Yellow food color or kesari color - 1 drop or a pinch
Water - 1 and 1/2 cup
Instructions
Heat a tsp of oil and fry cashew nuts on low heat until golden brown and set aside.
Take a pan, heat 1-2 tsp ghee and fry rava until you get the nice aroma.
Take it out from the kadai and set aside.
Now in the same kadai add sugar, water, pineapple pieces, cardamom powder along with 1 tsp of ghee and bring it to boil on a high flame.
Let the pineapple cook properly.
Add the kesar color.
Now simmer and add the fried rava little by little into the boiling syrup water ensuring that the lumps are not getting formed.
Add half of the fried nuts and ghee and stir properly.
Cook for about 4-5 minutes till the rawa is cooked well and the water is absorbed.
Now add rest of the ghee and mix well.
Kesari is ready once the mixture leaves the sides of pan without sticking.

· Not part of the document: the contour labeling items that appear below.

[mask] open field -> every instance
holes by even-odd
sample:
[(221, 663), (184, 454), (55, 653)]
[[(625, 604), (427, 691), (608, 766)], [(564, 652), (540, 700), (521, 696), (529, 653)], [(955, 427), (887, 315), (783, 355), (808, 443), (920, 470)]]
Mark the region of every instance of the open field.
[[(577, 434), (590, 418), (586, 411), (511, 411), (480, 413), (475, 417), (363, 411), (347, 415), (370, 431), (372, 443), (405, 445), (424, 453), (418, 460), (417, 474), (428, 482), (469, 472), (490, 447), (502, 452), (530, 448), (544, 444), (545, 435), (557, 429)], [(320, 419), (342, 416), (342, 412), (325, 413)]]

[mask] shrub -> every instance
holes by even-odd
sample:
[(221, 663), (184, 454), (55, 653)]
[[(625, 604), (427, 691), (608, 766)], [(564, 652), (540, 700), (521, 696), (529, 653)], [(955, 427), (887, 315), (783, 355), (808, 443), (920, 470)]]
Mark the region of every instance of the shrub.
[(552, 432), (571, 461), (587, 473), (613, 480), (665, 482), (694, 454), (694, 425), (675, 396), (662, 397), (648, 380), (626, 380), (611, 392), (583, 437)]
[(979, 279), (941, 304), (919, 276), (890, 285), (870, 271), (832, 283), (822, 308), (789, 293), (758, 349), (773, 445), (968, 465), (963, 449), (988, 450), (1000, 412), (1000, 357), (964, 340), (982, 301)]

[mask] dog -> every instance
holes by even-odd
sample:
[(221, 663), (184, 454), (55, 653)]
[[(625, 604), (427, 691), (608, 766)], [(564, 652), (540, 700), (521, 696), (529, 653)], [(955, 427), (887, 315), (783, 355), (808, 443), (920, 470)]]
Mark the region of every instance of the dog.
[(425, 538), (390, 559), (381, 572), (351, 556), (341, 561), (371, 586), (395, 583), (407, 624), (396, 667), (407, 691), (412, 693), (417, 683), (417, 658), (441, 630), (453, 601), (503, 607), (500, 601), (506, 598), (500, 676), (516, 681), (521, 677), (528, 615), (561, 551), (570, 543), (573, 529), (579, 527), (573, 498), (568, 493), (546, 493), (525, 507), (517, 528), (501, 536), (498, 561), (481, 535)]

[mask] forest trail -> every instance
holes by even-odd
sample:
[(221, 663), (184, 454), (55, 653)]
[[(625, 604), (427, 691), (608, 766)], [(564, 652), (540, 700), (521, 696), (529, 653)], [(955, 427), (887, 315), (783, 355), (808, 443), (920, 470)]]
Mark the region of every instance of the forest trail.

Remove from the heat and garnish with the remaining fried cashew and raisins.
Serve hot or cold.
Notes
You can store Kesari for 1 or 2 days in the room temperature and it can also be refrigerated for about 4-5 days. Quantity of sugar and ghee is more important in this recipe to make proper kesari. But if you want you can always add less sugar and ghee if you are health conscious.